Although it is not yet possible to determine if QS signalling is a direct cause of granulation, the observation here that the three processes, EPS production, community composition changes and AHL concentrations, were all strongly correlated with each other suggests that they are important in the granulation process. This combination of observations suggests that QS may have a role in restructuring of the community, potentially through the regulation of EPS. Here, AHL production may lead to induction of EPS synthesis and hence granulation. Alternatively, the changes in QS signals may be a consequence of community selection during the granulation process. Presumably, this could be mediated by physical removal of low density sludge biomass during the floccular phase (phase I), and the enrichment/selection of specific bacterial populations was reflected in the reduction of community diversity in phases II and III (Supplementary Figure S3). When stable aggregates were formed, the diversity increased along with the sludge biomass (Figure 1; phase III–IV). The increased diversity during phase III could in part be explained by the expansion of populations that can exploit the different micro niches, for example, anoxic/anaerobic and aerobic zones, that form within granules (Meyer et al., 2005). Interestingly, although the same operational parameters were used throughout the experiment, the granules dispersed at phase V (Figure 1). Whereas, dispersal may be related to cell lysis induced by predators, for example, phages (Barr et al., 2010), the dispersal phenomenon was clearly linked to a decrease in AHL concentration in this study (Figure 2). The loss of signals could be the consequence of decreased competiveness of cluster 2 organisms, which were closely associated with QS signalling, resulting in a reduction in AHL controlled EPS production.
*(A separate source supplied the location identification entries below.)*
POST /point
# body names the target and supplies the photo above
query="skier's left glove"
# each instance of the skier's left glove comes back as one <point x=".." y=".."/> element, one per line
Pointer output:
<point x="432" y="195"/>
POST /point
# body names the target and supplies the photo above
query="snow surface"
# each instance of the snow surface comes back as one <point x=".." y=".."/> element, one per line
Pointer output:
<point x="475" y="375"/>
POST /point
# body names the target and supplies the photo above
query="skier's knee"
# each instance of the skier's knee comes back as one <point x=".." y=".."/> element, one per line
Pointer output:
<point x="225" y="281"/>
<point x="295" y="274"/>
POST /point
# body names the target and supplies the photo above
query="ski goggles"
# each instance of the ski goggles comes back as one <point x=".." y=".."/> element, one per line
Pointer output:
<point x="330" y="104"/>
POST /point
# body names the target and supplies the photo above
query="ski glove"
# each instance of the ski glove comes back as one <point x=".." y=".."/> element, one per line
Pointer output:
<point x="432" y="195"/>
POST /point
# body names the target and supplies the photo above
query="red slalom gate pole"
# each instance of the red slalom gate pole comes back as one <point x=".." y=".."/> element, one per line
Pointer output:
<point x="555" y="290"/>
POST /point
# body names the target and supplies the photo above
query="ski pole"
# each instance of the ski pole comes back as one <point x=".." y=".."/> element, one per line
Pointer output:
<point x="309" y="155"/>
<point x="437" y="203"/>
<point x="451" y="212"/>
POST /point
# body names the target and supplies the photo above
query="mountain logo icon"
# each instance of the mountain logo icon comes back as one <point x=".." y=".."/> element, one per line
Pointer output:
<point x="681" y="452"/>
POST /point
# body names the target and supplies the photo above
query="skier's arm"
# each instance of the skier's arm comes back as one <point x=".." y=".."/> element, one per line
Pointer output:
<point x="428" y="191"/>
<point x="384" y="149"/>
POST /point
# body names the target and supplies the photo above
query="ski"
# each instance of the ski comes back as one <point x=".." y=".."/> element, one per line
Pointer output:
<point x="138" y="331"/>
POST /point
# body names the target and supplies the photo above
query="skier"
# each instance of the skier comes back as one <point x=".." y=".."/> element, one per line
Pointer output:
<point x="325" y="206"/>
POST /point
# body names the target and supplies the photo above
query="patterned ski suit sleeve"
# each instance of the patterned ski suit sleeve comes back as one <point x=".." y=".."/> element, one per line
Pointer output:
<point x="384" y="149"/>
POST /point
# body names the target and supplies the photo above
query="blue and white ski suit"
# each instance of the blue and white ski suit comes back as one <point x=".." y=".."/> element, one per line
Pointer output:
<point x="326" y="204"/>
Despite the high complexity of the granulation ecosystem, it is clear that AHL mediated signalling and community assembly are linked in the system described here and hence QS is relevant for complex microbial communities. Signal concentrations were at least 100 times higher in the biomass, and were in the ranges previously shown to induce bioreporter strains, suggesting that QS is most relevant within the structured floccular or granular community. We submit that the dynamic physiological conditions experienced by the microbial community in the granular biofilm reactor would not be dissimilar from environmental conditions experienced by many other complex communities in a wide range of natural and bioprocess systems, such as microbial mats, anaerobic digesters, membrane bioreactors and river streams. It is therefore likely that QS signalling has an important functional roles and mediates cooperative microbial community behaviour, in particular within biofilm structures.